The young Wolf awoke to an overwhelming farrago of sounds and smells. The pine needles, musty rugs, dried lichen on the walls, and living wolves all vied to overthrow his brain. He could hear their heartbeats as with a stethoscope. Their breathing sounded like a gale. Too much! Too much! his brain shrieked at him. He leaped up and hurled himself away from the sleeping pack as if flung by a catapult, bruising himself with the force of the impact against the wall.
David, stay calm. Your senses are just sharpened up a little, that is all, Amu's voice in his head whispered in a soothing monotone. I will help you through your first days; then you will learn on your own. You must learn to switch your senses between two levels, "hard" and "soft." You have to learn how to hear with soft ears and smell with soft nose first. You will use the hard ears and hard nose later, to sense over distance.
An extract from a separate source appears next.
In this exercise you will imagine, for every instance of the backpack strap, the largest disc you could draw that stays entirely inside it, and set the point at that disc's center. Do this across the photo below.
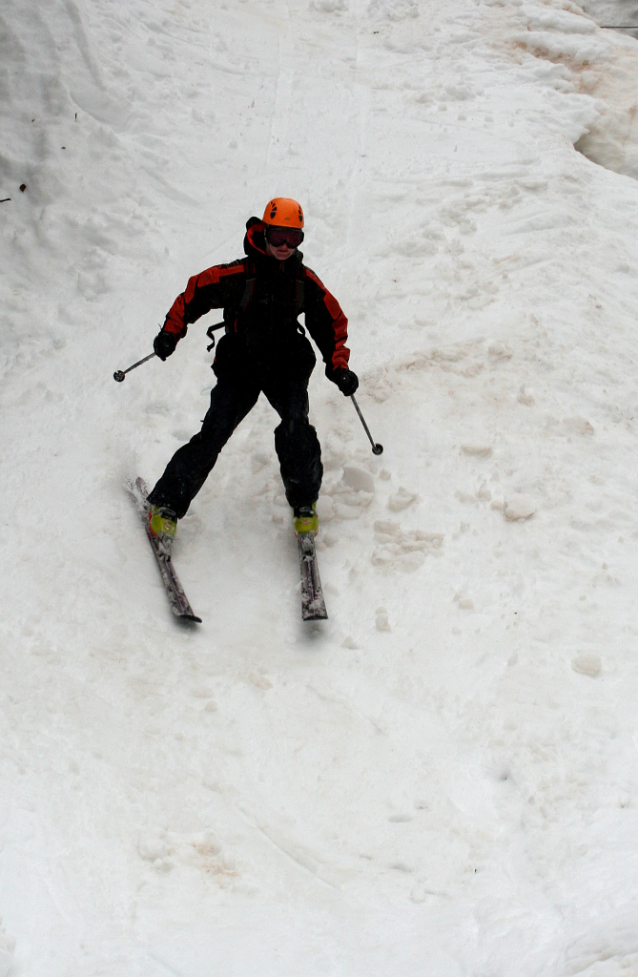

"Where are you?" Valentine asked, hearing the echo of his voice in the outer cavern where he had waited before being called.
I have linked us. I cannot understand you very well. I am not as gifted as some in this type of communication with human thought-shapes. I just get impressions about your emotions. You need to take a deep breath, fill your lungs with air, and relax. Draw everything back into your center. Soften your eyes, let them go out of focus; soften your ears, let them relax and listen to the sound of the empty air in front of you; soften your nose and smell the heat of the light cube. -
Valentine tried to relax, but the smell and sound of the slumbering wolves kept beating down the barriers. He felt dazed.
You are doing very well. I think you are a natural. Try to walk out of the cave the way you came in.
The musty old tapestry at the door reeked abominably, and he hurried past it. His legs were suddenly working too fast and he crashed into the cavern wall like a mechanized toy bouncing off an obstacle in its path. He steadied himself, but the flickering candles sounded like whip cracks in his ears.
Center! Center! the voice implored. No, you still don't have it. Let me help you.